Chorus Plugin Guide

Choosing the Right Chorus for Your Mix

There is no single "best" chorus plugin. The chorus you need for a lead vocal is fundamentally different from the one you need to widen a synth pad or thicken a bassline. Choroboros solves this by giving you five distinct DSP engines in one plugin.

Five Colors. One Plugin.

Green: The Subtle Mixing Chorus

Best for: Gentle width, transparent mixing, acoustic guitars.

When you search for a "subtle chorus plugin for mixing", you want width without obvious wavering. The Green engine uses smooth Lagrange interpolation to widen sources without drawing attention to the effect.

Red: The Free Vintage Chorus

Best for: Electric guitars, retro synths, lo-fi character.

Emulating the imperfections of BBD chorus architecture and tape delay circuits, the Red engine rolls off high frequencies for a warm, vintage character. Perfect if you're looking for a "vintage chorus plugin".

Purple: The Heavy Chorus Effect

Best for: Sound design, deep modulation, evolving textures.

Beyond traditional chorusing. Using 2D orbital modulation and phase-warping, Purple provides a heavy, dense chorus effect that serves as a texture generator when pushed to the extremes.

Black: The Multi-Chorus Stacker

Best for: Bass guitars, dense arrangements, CPU efficiency.

A linear multi-voice ensemble algorithm optimized for low CPU overhead. When you need a chorus plugin that preserves low end on bass or one you can stack across 20 tracks without crashing your session.

Blue: The Modern Wide Stereo Chorus

Best for: Vocals, modern pop production, surgical width.
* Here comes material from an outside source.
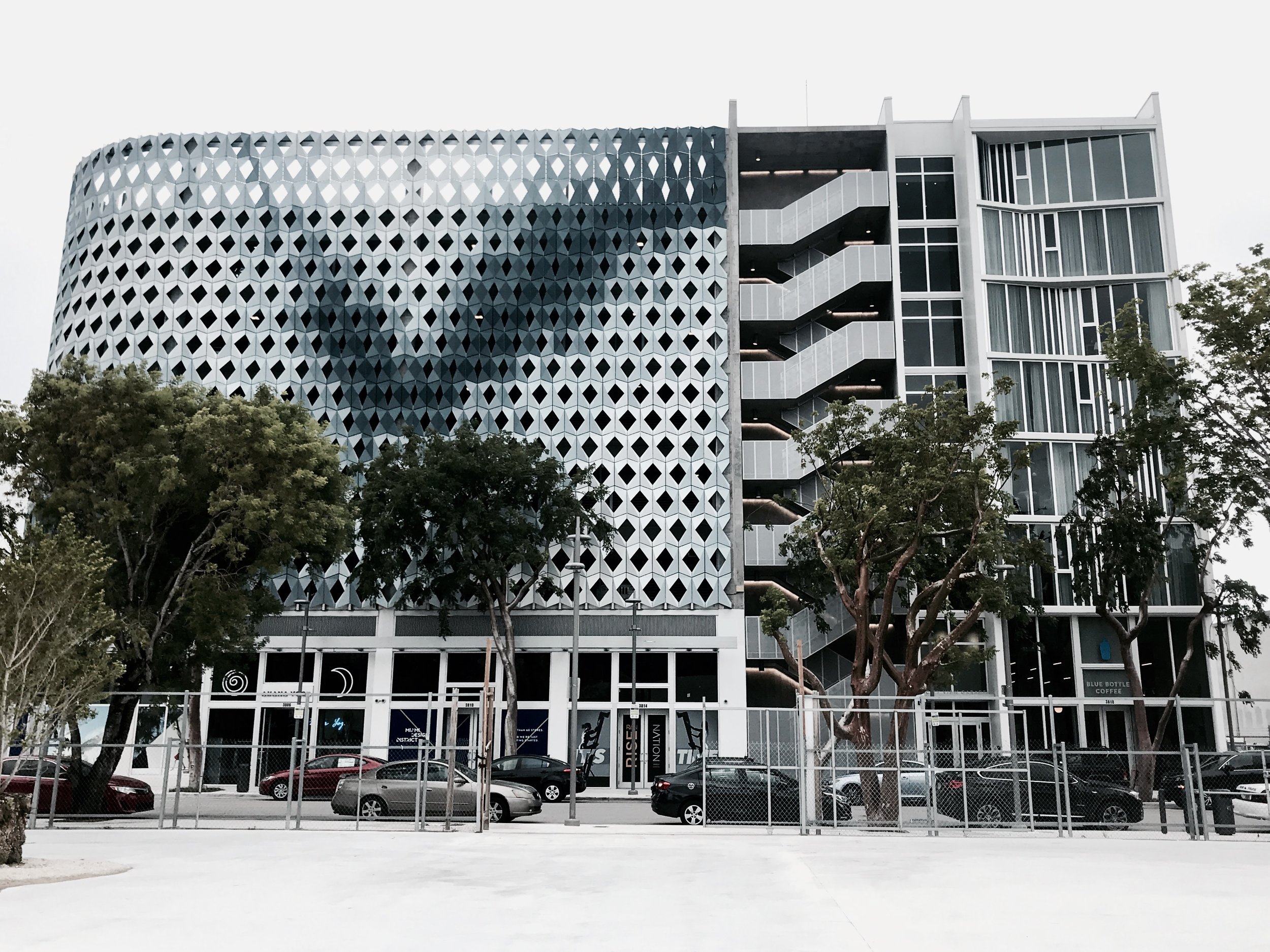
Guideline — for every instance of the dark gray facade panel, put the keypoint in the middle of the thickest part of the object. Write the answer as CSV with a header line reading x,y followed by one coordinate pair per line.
x,y
332,626
568,286
616,625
If you're looking for the "best chorus plugin for vocals", you need something that gives you huge stereo width without muddying the center channel. Blue uses an allpass filter algorithm and independent LFOs for clean, surgical stereo separation.

Signal Chain: Where to Put Chorus?

One of the most common questions is "where to put chorus in the signal chain". The answer depends on what you are trying to achieve:

Chorus Before Reverb:

This is the standard approach for ambient processing. By chorusing the signal first, you are feeding a wider, moving source into the reverb. This creates a massive, diffuse, and lush ambient tail.

Chorus After Reverb:

Putting chorus after reverb modulates the reverb tail itself. This produces a much more defined, intense "effected" sound that sits clearly on top of the mix, reminiscent of 80s processing techniques.

Chorus on Send vs Insert:

Using chorus as an insert is standard for subtle mixing, as modern plugins (like Choroboros) have internal Wet/Dry mix controls. Using chorus on an auxiliary send allows you to EQ or compress the chorus independently of the dry signal, which is critical for keeping dense mixes clean.
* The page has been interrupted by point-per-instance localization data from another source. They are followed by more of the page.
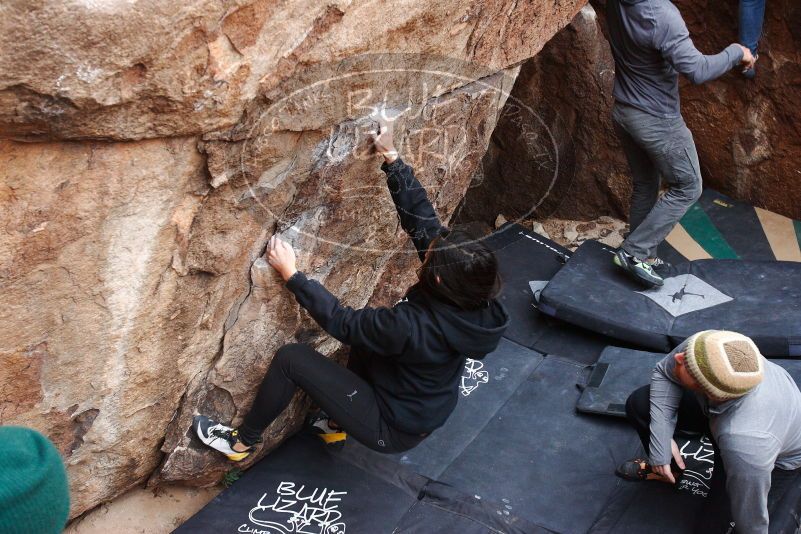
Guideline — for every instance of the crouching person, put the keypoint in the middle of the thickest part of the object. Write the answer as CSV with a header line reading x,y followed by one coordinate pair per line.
x,y
406,362
717,383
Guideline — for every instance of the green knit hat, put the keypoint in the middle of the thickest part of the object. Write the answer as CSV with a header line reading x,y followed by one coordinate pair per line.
x,y
33,483
725,364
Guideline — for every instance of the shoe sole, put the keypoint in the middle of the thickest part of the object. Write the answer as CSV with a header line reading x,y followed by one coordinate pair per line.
x,y
635,274
236,457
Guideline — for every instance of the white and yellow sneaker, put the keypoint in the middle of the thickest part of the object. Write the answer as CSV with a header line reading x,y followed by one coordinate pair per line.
x,y
219,437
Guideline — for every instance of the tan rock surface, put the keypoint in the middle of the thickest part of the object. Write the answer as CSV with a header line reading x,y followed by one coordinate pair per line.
x,y
129,69
132,293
Stop Guessing. Start Seeing.

"Why does my chorus sound muddy?" "Why is my chorus plugin clipping the signal?"

Most plugins force you to guess. Choroboros includes an unprecedented built-in Dev Panel that gives you live DSP telemetry. The Tone tab shows you real-time frequency response curves so you can see exactly where the mud is. The Validation console warns you about internal clipping. The Modulation tab shows you the exact phase relationship between the left and right LFOs.